Il suo promotore, Franco Basaglia, era uno psichiatra divenuto direttore dell’ospedale psichiatrico di Gorizia. Proprio in tal posto si rese veramente conto della situazione in cui si trovavano i ricoverati ed iniziò a presentare qualche modifica nella loro gestione. Essi non dovevano essere considerati come numeri, ma bensì come persone che bisognava riabilitare per permettere loro di reinserirsi nel mondo esterno. Rifiutò tutti gli strumenti di cura volti a provocare shock ed il suo obiettivo era che i pazienti ritornassero protagonisti della propria vita. La legge Basaglia sconvolse i principi dei manicomi ed il modo in cui veniva fino al momento concepita la malattia. Essa non portò all’immediata chiusura dei manicomi stessi, come talvolta erroneamente si crede, ma smosse le coscienze del Paese. Nella pratica, prevedeva il divieto di istituire nuovi manicomi, la graduale chiusura di quelli già esistenti e che il ricovero nelle strutture avvenisse solo nelle situazioni di emergenza e per breve tempo.
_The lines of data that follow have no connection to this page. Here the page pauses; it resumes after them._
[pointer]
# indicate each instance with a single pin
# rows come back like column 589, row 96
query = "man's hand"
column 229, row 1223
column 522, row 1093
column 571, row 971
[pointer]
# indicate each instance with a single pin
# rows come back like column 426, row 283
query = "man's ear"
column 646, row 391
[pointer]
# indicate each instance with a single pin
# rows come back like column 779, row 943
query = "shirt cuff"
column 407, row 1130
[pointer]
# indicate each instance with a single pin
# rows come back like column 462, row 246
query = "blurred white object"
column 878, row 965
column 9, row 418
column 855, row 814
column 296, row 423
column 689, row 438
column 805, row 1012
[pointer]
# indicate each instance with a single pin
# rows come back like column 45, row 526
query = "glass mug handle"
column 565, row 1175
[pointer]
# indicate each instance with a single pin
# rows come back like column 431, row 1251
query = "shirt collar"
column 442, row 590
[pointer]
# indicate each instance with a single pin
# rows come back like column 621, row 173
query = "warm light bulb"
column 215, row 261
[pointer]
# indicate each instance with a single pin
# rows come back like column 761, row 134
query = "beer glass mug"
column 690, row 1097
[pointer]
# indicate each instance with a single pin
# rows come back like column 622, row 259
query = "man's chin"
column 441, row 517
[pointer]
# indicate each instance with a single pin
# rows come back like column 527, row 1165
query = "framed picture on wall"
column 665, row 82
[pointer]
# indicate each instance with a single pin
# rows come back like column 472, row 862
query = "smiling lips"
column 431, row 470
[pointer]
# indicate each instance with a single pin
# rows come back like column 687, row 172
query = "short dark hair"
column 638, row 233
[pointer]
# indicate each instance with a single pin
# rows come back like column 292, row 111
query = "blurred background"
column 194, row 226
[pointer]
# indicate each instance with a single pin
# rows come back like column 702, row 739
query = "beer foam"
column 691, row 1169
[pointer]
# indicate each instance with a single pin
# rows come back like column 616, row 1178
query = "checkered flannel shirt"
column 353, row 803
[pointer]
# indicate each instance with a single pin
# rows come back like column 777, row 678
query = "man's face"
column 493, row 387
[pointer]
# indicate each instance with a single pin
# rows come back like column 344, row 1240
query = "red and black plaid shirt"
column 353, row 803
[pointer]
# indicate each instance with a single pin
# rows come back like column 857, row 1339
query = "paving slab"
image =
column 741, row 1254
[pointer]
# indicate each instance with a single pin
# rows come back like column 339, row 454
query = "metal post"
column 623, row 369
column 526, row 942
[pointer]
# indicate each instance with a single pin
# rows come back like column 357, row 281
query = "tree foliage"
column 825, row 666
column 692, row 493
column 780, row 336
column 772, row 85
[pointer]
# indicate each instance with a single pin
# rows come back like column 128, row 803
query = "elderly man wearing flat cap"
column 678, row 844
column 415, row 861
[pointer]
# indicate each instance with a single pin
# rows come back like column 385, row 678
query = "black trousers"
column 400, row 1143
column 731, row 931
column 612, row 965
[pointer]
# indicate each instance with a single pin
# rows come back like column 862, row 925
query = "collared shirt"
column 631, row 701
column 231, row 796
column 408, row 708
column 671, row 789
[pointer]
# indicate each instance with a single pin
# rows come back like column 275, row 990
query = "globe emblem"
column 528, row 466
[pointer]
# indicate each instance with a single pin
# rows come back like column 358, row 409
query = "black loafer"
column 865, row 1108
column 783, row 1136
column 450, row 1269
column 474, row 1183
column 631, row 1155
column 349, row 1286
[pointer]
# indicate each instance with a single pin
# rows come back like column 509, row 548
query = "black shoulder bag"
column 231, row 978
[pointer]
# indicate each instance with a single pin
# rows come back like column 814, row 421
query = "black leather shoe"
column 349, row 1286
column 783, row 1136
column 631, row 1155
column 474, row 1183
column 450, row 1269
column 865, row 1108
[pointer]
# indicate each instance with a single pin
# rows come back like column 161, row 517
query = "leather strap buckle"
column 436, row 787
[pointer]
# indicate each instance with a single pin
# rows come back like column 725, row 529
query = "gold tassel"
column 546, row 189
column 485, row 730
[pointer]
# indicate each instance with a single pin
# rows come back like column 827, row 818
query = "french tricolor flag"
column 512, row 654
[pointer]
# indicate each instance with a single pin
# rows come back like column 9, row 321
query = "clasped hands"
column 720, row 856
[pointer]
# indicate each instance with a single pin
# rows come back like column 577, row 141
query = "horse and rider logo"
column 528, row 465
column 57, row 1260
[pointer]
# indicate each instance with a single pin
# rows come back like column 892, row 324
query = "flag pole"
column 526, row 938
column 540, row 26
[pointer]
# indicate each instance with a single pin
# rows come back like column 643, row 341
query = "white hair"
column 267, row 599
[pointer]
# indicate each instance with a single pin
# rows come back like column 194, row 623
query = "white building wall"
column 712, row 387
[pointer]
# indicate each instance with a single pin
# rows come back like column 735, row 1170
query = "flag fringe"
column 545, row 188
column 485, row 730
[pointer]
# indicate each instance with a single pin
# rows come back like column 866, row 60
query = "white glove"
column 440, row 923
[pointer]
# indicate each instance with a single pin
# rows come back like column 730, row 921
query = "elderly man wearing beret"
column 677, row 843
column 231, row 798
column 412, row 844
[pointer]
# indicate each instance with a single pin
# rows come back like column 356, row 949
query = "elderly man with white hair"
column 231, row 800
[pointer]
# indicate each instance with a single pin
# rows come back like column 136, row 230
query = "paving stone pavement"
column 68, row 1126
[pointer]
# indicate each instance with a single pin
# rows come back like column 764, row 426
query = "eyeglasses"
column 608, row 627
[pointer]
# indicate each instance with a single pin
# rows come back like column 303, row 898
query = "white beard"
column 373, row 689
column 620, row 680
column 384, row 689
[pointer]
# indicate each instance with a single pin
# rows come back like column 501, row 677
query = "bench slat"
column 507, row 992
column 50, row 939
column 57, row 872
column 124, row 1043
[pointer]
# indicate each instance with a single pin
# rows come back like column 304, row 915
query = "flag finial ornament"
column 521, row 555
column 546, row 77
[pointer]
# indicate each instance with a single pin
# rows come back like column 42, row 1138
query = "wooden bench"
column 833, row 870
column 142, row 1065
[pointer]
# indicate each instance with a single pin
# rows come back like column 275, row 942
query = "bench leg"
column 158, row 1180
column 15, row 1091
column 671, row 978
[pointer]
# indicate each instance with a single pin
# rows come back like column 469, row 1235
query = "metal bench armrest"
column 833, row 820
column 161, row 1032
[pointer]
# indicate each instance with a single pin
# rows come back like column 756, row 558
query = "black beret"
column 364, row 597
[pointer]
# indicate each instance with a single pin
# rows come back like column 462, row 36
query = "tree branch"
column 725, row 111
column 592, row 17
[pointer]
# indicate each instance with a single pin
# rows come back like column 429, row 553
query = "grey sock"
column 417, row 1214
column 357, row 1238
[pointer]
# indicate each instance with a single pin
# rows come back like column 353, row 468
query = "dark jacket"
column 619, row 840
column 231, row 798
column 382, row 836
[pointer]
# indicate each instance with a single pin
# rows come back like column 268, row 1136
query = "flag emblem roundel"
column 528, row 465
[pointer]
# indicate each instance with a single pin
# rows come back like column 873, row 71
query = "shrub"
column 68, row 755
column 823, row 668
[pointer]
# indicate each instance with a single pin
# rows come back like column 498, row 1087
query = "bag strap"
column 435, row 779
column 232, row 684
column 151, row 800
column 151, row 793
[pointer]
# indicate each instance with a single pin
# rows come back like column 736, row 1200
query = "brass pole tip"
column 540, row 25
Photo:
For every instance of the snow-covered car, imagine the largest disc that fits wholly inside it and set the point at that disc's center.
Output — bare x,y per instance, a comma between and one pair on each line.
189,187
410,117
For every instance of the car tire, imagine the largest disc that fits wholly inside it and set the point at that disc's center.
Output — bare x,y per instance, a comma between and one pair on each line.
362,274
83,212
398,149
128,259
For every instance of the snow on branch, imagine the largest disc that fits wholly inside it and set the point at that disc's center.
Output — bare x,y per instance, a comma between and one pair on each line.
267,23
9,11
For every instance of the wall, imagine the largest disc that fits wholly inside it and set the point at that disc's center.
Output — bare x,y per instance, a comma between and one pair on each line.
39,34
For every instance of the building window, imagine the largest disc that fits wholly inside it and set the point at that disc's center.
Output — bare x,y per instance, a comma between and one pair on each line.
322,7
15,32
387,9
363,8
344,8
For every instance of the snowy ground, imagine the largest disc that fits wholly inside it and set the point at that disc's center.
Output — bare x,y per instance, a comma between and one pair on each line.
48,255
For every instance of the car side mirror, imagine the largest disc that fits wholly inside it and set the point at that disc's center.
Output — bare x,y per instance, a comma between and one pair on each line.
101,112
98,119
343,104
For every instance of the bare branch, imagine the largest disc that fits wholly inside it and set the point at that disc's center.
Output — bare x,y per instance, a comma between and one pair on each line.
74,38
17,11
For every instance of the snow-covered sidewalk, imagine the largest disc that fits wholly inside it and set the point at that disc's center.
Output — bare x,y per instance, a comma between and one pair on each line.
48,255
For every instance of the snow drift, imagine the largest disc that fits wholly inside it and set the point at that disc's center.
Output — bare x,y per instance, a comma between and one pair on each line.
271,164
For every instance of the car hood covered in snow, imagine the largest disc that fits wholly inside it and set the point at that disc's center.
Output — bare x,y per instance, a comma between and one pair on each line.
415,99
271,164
A partire da quel momento iniziò il lungo percorso di chiusura dei manicomi e la loro sostituzione con Centri di salute mentale e reparti psichiatrici direttamente integrati nelle strutture ospedaliere. Le stesse cure per le malattie mentali sono ben diverse da quelle di un tempo: psicoterapia, vita in comunità o ricovero ospedaliero nei casi più gravi, ma non più segregazione o elettroshock.
Oggi un individuo affetto da un qualsiasi disturbo mentale è prima di tutto una persona, ma la strada della reale accettazione sociale della malattia mentale è ancora lunga. Non si reprimono certamente più i “matti”, né si spogliano della loro dignità, perché l’obiettivo terapeutico è quello della loro re/integrazione . Ma non siamo certo giunti alla convivenza naturale con l’idea di “pazzia”: nell’immaginario collettivo la malattia mentale non è ancora vissuta come quella fisica. E, nonostante la notevole sensibilizzazione degli ultimi anni sulla questione, fa ancora molta paura . In fondo, 50 anni, per cambiare radicalmente mentalità, sono troppo pochi.